Chefs take centre stage at culinary event’s comeback


The Hinava Ikan Tenggiri, a citrus-cured mackerel dish from Sabah. — Photos: GLENN GUAN/The Star

LOCAL heritage cuisine from five states took centre stage at a culinary celebration in Kuala Lumpur.

Following the success of its inaugural The Malaysian Kitchen event last year, travel platform Marriott Bonvoy hosted the second edition of The Malaysian Kitchen at The St. Regis Kuala Lumpur, highlighting not only traditional dishes but also the chefs behind them.

Marriott International (Indonesia & Malaysia) senior operations director Pak Masri said food is one of the most meaningful ways to connect guests to a destination.

“Through The Malaysian Kitchen, we are proud to showcase Malaysia’s rich culinary heritage while empowering our chefs to reinterpret regional classics in new and exciting ways.

“By bringing together Marriott Bonvoy properties across the country, we are creating a platform that celebrates local culture, supports culinary craftsmanship and offers guests a truly authentic taste of Malaysia,” he said.

From left: Chefs Hasnaerdawaty, Mohd Hairi, Hamizi, Kelvin and Mohd Fauzi with their special dishes at The Malaysian Kitchen 2026 launch at The St. Regis Kuala Lumpur.
From left: Chefs Hasnaerdawaty, Mohd Hairi, Hamizi, Kelvin and Mohd Fauzi with their special dishes at The Malaysian Kitchen 2026 launch at The St. Regis Kuala Lumpur.
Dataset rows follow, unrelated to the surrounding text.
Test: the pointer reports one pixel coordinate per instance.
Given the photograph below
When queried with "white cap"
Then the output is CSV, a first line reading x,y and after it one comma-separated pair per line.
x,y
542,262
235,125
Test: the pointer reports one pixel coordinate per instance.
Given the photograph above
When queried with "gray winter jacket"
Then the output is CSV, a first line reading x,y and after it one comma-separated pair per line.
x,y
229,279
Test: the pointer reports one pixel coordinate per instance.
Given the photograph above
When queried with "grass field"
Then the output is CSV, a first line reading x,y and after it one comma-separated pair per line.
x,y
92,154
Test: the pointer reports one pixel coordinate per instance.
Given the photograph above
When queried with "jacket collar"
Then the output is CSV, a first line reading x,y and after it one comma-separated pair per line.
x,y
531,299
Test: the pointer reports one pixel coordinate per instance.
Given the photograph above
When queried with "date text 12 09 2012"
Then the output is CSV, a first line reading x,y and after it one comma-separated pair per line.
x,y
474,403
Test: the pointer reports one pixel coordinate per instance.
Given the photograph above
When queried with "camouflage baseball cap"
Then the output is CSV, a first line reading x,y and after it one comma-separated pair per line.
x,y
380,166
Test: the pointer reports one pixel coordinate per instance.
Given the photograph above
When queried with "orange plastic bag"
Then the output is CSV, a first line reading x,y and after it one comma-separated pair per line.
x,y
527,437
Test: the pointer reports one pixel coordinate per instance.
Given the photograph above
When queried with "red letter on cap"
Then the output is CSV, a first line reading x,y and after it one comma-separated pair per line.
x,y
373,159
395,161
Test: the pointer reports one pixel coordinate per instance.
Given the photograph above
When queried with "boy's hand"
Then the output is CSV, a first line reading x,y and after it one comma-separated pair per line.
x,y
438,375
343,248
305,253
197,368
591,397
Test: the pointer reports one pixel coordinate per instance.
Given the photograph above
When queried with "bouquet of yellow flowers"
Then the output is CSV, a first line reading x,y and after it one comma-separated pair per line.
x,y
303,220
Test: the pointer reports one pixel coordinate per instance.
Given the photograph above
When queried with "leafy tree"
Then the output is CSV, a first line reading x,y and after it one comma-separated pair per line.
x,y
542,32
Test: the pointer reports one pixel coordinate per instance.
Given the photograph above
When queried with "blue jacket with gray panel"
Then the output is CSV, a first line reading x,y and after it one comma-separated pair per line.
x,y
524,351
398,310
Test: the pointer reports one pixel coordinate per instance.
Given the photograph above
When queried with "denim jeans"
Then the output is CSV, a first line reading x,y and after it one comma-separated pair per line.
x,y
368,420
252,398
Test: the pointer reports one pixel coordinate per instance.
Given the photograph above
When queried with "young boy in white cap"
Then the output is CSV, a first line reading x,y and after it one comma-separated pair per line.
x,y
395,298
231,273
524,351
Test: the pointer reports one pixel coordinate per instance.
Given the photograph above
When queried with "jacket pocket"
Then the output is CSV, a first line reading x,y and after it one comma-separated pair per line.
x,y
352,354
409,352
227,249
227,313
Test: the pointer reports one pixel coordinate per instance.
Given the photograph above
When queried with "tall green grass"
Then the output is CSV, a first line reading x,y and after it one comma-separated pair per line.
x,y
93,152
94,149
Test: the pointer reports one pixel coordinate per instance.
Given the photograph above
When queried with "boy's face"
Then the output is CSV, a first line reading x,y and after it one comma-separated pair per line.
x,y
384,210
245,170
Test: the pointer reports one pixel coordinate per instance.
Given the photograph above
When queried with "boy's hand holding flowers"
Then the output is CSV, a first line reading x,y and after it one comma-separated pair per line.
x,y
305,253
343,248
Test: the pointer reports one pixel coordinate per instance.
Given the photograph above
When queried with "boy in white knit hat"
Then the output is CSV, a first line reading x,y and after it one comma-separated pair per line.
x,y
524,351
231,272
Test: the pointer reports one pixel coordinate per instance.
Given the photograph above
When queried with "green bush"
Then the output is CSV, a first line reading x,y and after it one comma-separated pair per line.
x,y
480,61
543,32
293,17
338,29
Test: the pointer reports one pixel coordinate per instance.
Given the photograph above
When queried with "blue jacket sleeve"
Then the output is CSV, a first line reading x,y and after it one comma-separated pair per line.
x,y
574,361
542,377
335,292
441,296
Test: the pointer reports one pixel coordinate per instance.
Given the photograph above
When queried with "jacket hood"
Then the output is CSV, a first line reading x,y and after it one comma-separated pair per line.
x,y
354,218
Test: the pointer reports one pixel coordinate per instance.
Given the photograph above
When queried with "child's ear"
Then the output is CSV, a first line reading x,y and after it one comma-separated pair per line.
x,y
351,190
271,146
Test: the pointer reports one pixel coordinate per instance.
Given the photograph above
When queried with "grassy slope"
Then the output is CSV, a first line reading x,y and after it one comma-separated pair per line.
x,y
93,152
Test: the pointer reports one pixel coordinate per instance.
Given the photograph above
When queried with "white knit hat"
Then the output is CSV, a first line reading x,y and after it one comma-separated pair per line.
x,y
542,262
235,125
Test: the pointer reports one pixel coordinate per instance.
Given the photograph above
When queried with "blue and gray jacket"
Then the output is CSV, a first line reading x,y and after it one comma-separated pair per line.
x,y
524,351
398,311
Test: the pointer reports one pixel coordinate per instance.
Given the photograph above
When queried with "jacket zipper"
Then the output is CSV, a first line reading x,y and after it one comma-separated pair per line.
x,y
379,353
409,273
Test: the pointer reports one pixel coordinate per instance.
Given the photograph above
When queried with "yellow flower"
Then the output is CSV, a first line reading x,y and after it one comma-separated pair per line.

The event featured five chefs from different Marriott properties, each presenting dishes that reflected their respective regions.

Putrajaya Marriott Hotel sous chef Mohd Hairi Sahmizam Rosli showcased coconut-based cuisine from Negri Sembilan and Johor.

His Daging Masak Lemak Cili Padi, featuring slow-cooked beef in coconut milk with bird’s eye chillies highlighted Negri Sembilan’s bold flavours, while Ayam Kuzi with Roti Jala reflected Johor’s festive heritage.

Renaissance Johor Bahru Hotel executive sous chef Hamizi Abd Hamid presented Johor favourites such as Kacang Pool and Mee Rebus Daging Tetel.

Among the dishes featured is Laksa Kedah, also known as Laksa Telok Kechai.
Among the dishes featured is Laksa Kedah, also known as Laksa Telok Kechai.

Le Meridien Kota Kinabalu executive sous chef Kelvin Kilin brought Sabah’s flavours to the forefront with Hinava Ikan Tenggiri, a citrus-cured mackerel dish that highlights the state’s coastal cuisine, alongside Sinalau Sapi or smoked beef, which reflected the heritage of the Kadazan-Dusun community.

From Courtyard by Marriott Kuala Lumpur South, chef Hasnaerdawaty Md Hanapi prepared Nasi Dagang Tradisi Kelantan served with Gulai Ikan Tongkol, as well as Daging Kerutuk Kelantan, both well-loved dishes from Kelantan.

The St. Regis Langkawi sous chef Mohd Fauzi Hashim presented Gulai Panas Ikan Tenggiri and Laksa Kedah also known as Laksa Telok Kechai highlighting the flavours of Kedah’s coastal communities.

These dishes and more are available at participating properties.